Echo chamber…

Turn on the news and it’s impossible to miss the steady drumbeat of stories about Trump, or Biden, or the health of The King and Princess of Wales depending on which side of the Atlantic your news provider of choice is based. Throw in a sprinkle of Russia, China, Iran, Hamas, and a few unavoidable human interest stories and the whole thing becomes an echo chamber. It doesn’t particularly matter if you’re getting your stories from cable news, the internet, or what passes for newspapers. The mashup is more or less the same, just with a slightly different agenda being pushed.

That’s fine. The news is a business just like any other. Without eyes on screens or pages, there is no news. Like it or not, whether it’s “good for us” or not, the more confrontational the headlines, the more eyes will end up on it. Outlets are doing whatever they have to do to compete. 

This weekend, though, I found myself doing what I do more and more often. I opted out. Sure, I scanned the headlines in the morning, but after that, I shifted over to music or podcasts, or parked my television on a couple of channels that were either running old movies or old TV shows and that didn’t have any interested in trying to sell me the news of the day. Honestly it made for some terrific background noise. I highly recommend it.

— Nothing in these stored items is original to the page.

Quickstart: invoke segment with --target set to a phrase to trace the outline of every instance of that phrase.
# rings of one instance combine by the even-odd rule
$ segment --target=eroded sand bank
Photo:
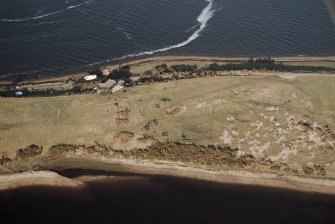
[[[64,158],[63,158],[64,159]],[[78,158],[66,158],[69,161],[76,161]],[[290,175],[280,175],[273,173],[248,172],[241,170],[210,170],[205,168],[197,168],[187,166],[182,163],[173,163],[168,161],[134,161],[126,159],[85,159],[80,160],[82,169],[85,169],[84,162],[95,162],[103,164],[113,164],[122,166],[122,172],[134,175],[166,175],[182,178],[192,178],[205,181],[213,181],[223,184],[241,184],[253,185],[270,188],[281,188],[295,190],[301,192],[313,192],[322,194],[335,195],[335,180],[303,178]],[[45,163],[43,166],[57,166],[57,160],[52,161],[52,165]],[[58,166],[58,168],[60,168]],[[64,167],[63,169],[71,169]],[[78,168],[78,166],[76,167]],[[115,170],[118,171],[118,170]],[[111,172],[113,172],[111,170]],[[112,180],[113,176],[79,176],[76,178],[67,178],[52,171],[28,171],[23,173],[15,173],[8,175],[0,175],[0,190],[9,190],[27,186],[56,186],[56,187],[84,187],[85,182],[104,180]]]

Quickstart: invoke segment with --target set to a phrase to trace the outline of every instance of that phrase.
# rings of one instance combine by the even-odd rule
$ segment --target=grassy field
[[[145,148],[155,141],[237,147],[238,155],[335,177],[335,77],[206,77],[109,95],[0,98],[0,153],[31,144]],[[256,167],[257,169],[257,167]]]

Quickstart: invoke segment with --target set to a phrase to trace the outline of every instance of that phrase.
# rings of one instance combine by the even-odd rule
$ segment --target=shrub
[[[152,75],[153,72],[151,70],[146,70],[143,72],[143,75]]]
[[[167,64],[163,63],[161,65],[155,66],[155,70],[159,73],[168,72],[168,66]]]
[[[304,173],[307,174],[307,175],[312,175],[313,172],[314,172],[314,169],[311,168],[311,167],[309,167],[309,166],[304,166],[302,170],[303,170]]]
[[[7,86],[0,86],[0,93],[7,92],[9,88]]]
[[[15,159],[29,159],[42,154],[43,147],[38,145],[30,145],[25,149],[16,151]]]
[[[123,79],[123,80],[128,80],[130,79],[131,72],[130,70],[126,69],[120,69],[118,70],[113,70],[107,77],[106,80],[108,79]]]

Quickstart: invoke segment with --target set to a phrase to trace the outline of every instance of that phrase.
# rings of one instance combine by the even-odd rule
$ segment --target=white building
[[[84,79],[86,81],[92,81],[92,80],[95,80],[97,78],[98,78],[97,75],[87,75],[87,76],[84,77]]]

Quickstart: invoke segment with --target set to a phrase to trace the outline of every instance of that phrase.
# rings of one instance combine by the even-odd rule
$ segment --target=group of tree
[[[272,58],[250,58],[246,62],[218,64],[212,63],[204,71],[268,70],[281,72],[335,72],[335,68],[325,66],[290,65],[276,63]]]
[[[197,65],[186,65],[186,64],[171,65],[170,69],[175,72],[195,72],[198,70],[198,66]]]
[[[154,70],[159,73],[169,73],[169,72],[194,72],[198,70],[197,65],[187,65],[187,64],[180,64],[180,65],[171,65],[170,67],[163,63],[160,65],[156,65]]]
[[[108,76],[106,76],[104,81],[107,81],[108,79],[122,79],[122,80],[129,80],[131,77],[131,72],[130,72],[130,66],[125,65],[125,66],[120,66],[119,69],[114,69],[112,70]]]

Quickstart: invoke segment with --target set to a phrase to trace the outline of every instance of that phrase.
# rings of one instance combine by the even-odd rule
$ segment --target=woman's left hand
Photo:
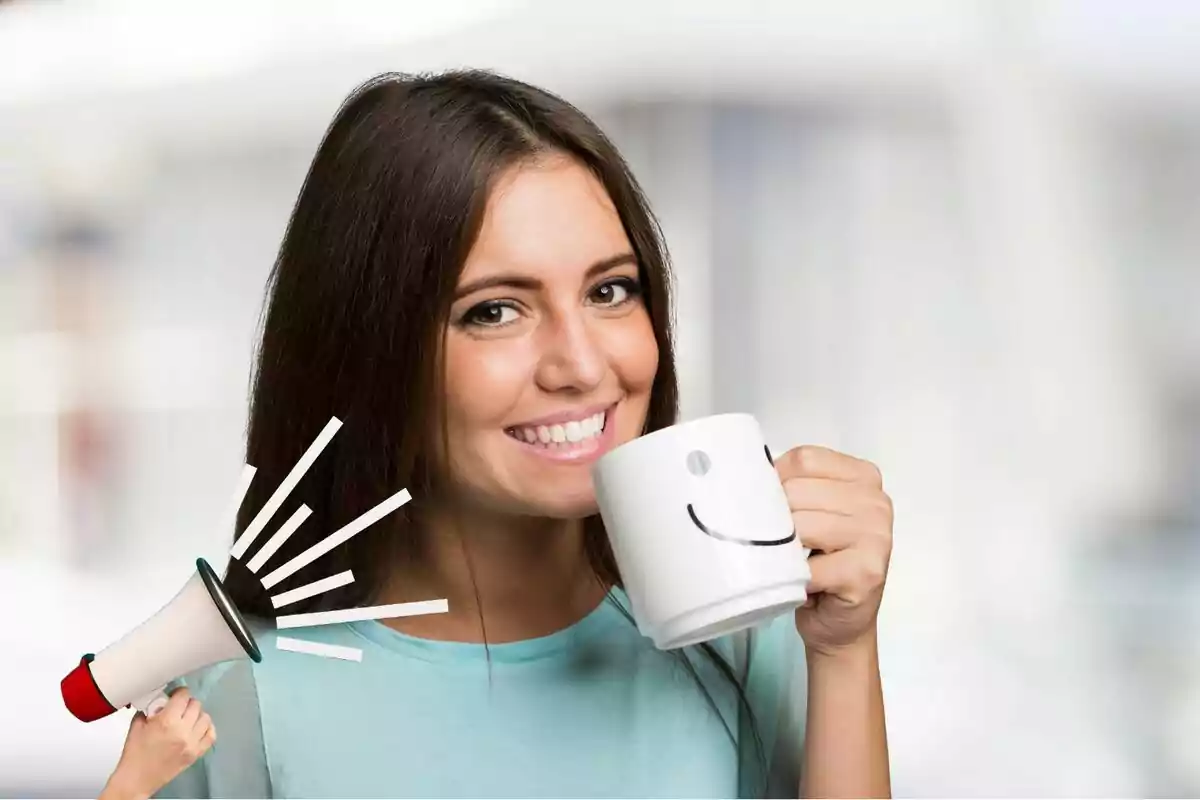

I’m not sure if it’s something about getting older in general or about my response to the annoyance of modernity in particular, but my god is it getting hard to give a shit about anything other than the five or six “Big Things” I’m already interested in. Beyond that, most everything is beginning to resemble a wacky waving inflatable arm flailing tube man vying for attention.

I seem to revisit this topic a lot. Every time it feels like it’s becoming more and more imperative. I’d love to know whether that says more about me or about the world. Maybe both. 

Apparently I missed it…

Once upon a time a natural disaster couldn’t happen anywhere in the country and escape my notice. A wildfire in Southern California or a Missouri River flood were the high sign that the overtime spigot was about to be cranked wide open. Of course I’ve been out of that game for a while now… and while I don’t miss the late night calls to pack up and be ready to fly away on short notice, I definitely miss the OT.

More than that, I think I might actually miss what’s going on around me. Through a combination of watching Mad Men on demand and running some random sitcoms as background noise last night, listening to commercial-free online radio through AppleTV, and not checking in with the news sites before bed, I didn’t even know that the entire state of Oklahoma had apparently been wiped off the map until I cranked on Channel 13 for my morning dose of local news. That’s a tough confession to make for a guy who prides himself on having a pretty good grip on what’s happening in the world.

I’m not going to get drug into a philosophical discussion about it, but for good or ill, it seems that I’ve more or less stopped paying attention to the news. Maybe I just lost interest. Maybe I’ll come back around at some point, but just now, I’m surprisingly ok with being in the dark about things. Then again, maybe I’ve only got so much bandwidth to deal with news and current events and I’m just prioritizing what makes it through to my frontal lobe… apparently even my subconscious wants the world to stay off my proverbial lawn.